Given the technical problems in detecting EBV in breast cancer, the possibility of yet undescribed forms of EBV pathogenesis in epithelial tumors, and the limited epidemiological consideration to date, definitive judgment regarding EBV relatedness of this cancer cannot yet be rendered. Recent technologic advances now make it feasible to better tackle the methodological challenges of detecting EBV in breast cancers. Consequently, a critical next step in understanding this relationship is to apply detection strategies that are sensitive and specific for EBV and able to localize the EBV to particular benign or malignant cells within the tissue. A recent National Cancer Institute recommendation specifies an approach combining real-time quantitative PCR, which allows measurement of the amount of viral DNA in archival tissue samples, with laser capture microdissection to improve localization of viral DNA to benign or malignant components of a tissue sample (90). Ideally, the real-time PCR measurement of viral load should be reported as a ratio to an endogenous gene so as to adjust for the extraction efficiency and DNA quality in the sample. Irrespective of the assays selected, laboratory error must be avoided by validating assay sensitivity and specificity before interpreting results on EBV relatedness; by investigating assay cross-reactivity with uninfected tissue and with tissue infected by other pathogens; and by using “no template” controls to check for amplicon contamination in PCR studies, “no antibody” controls to check for non-specific immunohistochemical stains, and uninfected tissues or tissues infected by other pathogens to test assay specificity for EBV. Furthermore, appropriate laboratory strategies must be applied to breast cancer case series that come from well-described populations, are of adequate size for statistically reliable interpretation of the findings, and are sampled to include subsets of patients likely to be at risk for an EBV-associated tumor based on prior studies of EBV in breast and other cancers.

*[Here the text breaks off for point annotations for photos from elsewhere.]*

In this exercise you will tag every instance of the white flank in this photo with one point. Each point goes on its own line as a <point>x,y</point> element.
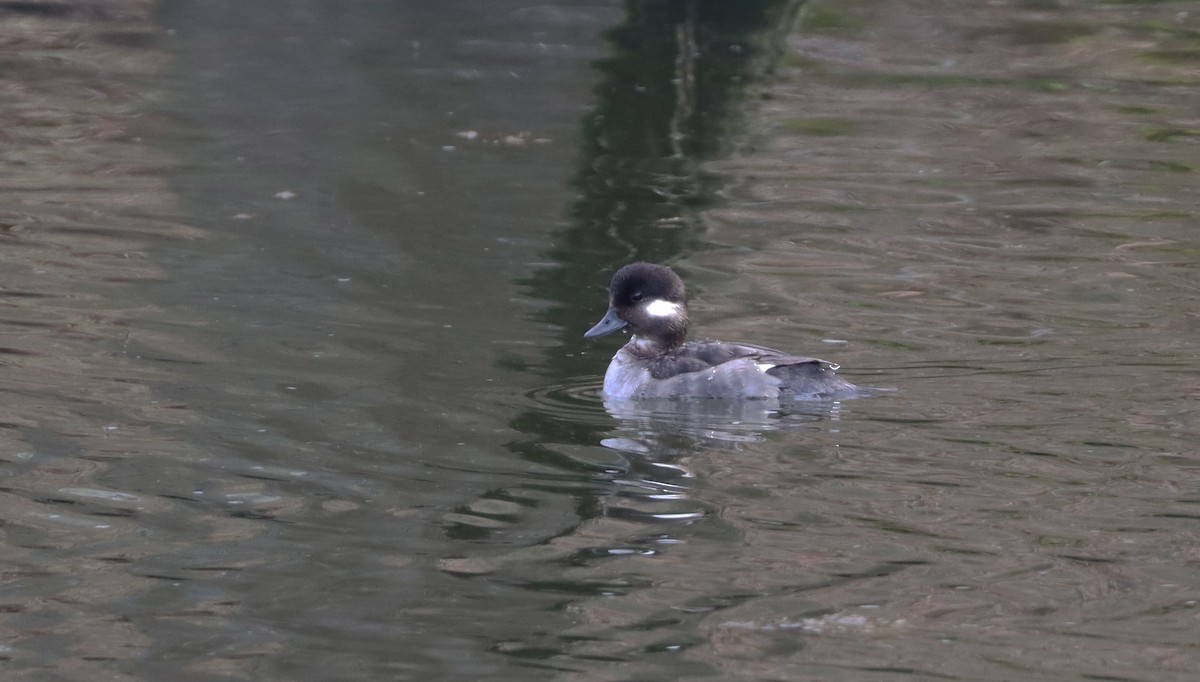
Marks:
<point>659,307</point>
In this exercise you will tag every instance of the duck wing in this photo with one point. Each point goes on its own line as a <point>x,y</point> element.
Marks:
<point>798,376</point>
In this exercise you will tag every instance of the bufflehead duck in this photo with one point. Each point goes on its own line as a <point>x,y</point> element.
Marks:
<point>657,363</point>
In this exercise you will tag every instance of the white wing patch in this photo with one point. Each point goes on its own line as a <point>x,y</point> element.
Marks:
<point>659,307</point>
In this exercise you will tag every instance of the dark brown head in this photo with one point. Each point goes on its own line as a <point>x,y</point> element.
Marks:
<point>651,300</point>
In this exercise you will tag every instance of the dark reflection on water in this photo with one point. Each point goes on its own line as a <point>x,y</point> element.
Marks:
<point>318,407</point>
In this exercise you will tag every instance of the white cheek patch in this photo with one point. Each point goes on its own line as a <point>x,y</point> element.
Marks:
<point>659,307</point>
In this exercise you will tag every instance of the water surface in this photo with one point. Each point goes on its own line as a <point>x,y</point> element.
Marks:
<point>297,388</point>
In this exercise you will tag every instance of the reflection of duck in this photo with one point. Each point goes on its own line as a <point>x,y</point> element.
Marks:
<point>657,363</point>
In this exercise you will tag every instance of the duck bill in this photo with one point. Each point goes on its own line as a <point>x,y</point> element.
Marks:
<point>610,323</point>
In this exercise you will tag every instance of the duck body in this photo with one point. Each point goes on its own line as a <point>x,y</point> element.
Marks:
<point>658,364</point>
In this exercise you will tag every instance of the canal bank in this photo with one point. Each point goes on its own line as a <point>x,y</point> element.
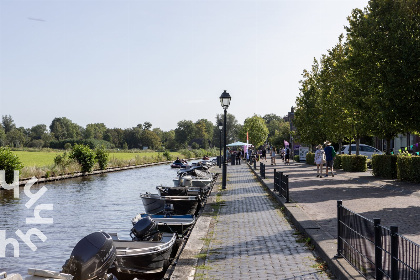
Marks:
<point>313,205</point>
<point>242,234</point>
<point>23,182</point>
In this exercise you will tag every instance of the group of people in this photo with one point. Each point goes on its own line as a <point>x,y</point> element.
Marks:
<point>262,154</point>
<point>324,156</point>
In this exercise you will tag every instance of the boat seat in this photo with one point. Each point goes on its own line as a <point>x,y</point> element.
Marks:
<point>41,274</point>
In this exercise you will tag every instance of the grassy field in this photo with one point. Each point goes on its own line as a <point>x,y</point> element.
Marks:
<point>39,159</point>
<point>46,158</point>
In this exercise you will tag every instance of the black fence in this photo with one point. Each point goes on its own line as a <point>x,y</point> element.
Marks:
<point>375,251</point>
<point>262,170</point>
<point>281,184</point>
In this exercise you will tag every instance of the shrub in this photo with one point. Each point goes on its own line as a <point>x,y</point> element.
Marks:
<point>84,156</point>
<point>102,157</point>
<point>167,155</point>
<point>408,168</point>
<point>91,143</point>
<point>337,162</point>
<point>186,153</point>
<point>62,161</point>
<point>385,166</point>
<point>353,163</point>
<point>310,158</point>
<point>9,162</point>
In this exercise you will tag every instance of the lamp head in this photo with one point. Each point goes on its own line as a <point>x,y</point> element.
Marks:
<point>225,100</point>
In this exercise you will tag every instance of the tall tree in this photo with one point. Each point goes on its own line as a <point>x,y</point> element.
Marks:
<point>184,133</point>
<point>8,123</point>
<point>257,130</point>
<point>308,117</point>
<point>233,128</point>
<point>150,139</point>
<point>95,131</point>
<point>147,125</point>
<point>384,47</point>
<point>63,128</point>
<point>38,131</point>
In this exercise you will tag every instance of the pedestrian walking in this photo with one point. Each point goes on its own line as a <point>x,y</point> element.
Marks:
<point>238,158</point>
<point>273,156</point>
<point>329,157</point>
<point>287,155</point>
<point>319,160</point>
<point>264,154</point>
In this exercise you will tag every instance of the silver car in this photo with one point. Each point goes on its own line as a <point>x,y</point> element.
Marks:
<point>364,150</point>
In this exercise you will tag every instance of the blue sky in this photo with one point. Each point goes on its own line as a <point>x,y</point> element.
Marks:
<point>126,62</point>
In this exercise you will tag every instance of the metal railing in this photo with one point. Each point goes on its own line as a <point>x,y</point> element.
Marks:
<point>281,184</point>
<point>262,170</point>
<point>375,251</point>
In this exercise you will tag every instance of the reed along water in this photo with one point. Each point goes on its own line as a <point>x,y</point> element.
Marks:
<point>81,206</point>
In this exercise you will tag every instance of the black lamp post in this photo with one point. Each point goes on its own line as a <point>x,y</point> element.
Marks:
<point>220,130</point>
<point>225,102</point>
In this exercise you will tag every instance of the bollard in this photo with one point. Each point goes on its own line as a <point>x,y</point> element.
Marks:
<point>394,252</point>
<point>339,240</point>
<point>378,249</point>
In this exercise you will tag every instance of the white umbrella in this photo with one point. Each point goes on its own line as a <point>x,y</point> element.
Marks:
<point>238,144</point>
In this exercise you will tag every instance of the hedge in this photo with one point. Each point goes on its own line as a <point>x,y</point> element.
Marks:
<point>385,166</point>
<point>310,158</point>
<point>408,168</point>
<point>91,143</point>
<point>353,163</point>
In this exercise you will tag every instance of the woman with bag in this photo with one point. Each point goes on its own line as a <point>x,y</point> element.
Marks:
<point>319,160</point>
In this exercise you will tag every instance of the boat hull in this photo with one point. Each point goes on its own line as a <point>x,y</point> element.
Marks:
<point>170,223</point>
<point>143,259</point>
<point>182,205</point>
<point>152,203</point>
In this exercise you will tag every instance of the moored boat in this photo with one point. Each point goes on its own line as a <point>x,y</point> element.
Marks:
<point>147,255</point>
<point>177,205</point>
<point>169,223</point>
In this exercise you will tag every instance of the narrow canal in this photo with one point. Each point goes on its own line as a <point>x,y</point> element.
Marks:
<point>81,206</point>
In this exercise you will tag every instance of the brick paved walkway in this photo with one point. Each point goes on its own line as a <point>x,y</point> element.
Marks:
<point>251,238</point>
<point>395,203</point>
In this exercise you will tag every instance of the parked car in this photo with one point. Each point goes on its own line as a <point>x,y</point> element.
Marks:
<point>364,150</point>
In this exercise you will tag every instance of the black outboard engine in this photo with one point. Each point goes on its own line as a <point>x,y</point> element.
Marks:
<point>144,229</point>
<point>91,257</point>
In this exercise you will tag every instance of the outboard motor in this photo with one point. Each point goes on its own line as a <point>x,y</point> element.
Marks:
<point>91,257</point>
<point>144,229</point>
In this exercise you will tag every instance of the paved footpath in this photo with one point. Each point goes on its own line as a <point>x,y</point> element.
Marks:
<point>395,203</point>
<point>251,239</point>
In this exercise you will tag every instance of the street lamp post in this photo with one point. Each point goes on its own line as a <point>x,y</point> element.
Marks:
<point>220,130</point>
<point>225,102</point>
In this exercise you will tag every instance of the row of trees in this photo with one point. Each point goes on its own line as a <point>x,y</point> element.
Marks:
<point>368,84</point>
<point>62,133</point>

At present, public health and clinical considerations justify such research. A link of EBV with breast cancer etiology or progression, even in a minority of patients, would mean a significant population attributable fraction, given the high incidence of breast cancer. If EBV were linked with breast cancer in only 10% of patients, as suggested by recent localization studies, this group would comprise an estimated 33,000 newly diagnosed women in the US each year (91). Convincing positive results of analytically well-conducted studies would support further work to characterize the epidemiology of EBV-related breast cancer and identify the high-risk patient subsets, to examine the possible interaction of EBV presence with biomarkers like hormone receptor status and markers of immune function, and to understand the role of EBV in development or maintenance of cancer cells. In the clinical realm, identification of an association of EBV with breast cancer could have implications for new treatments, such as the use of EBV as an antigenic target for infused cytotoxic T cells (16), and potential for improved clinical management if EBV serum load could be used to evaluate treatment efficacy as is done for NPC and post-transplant lymphoproliferations (92, 93). If patients with EBV-related breast cancers prove to have more advanced disease, viral detection could be relevant to planning the course of treatment. With evidence for an association with EBV, breast cancer detection and prevention also could be enhanced: early detection of EBV-related breast cancers might be feasible based on EBV-specific test strategies, and prevention efforts could draw from ongoing clinical trials for vaccination against EBV (18, 80). Finally, negative results from reliable detection systems could lead to a more readily accepted conclusion of no direct relationship between this common virus and common cancer.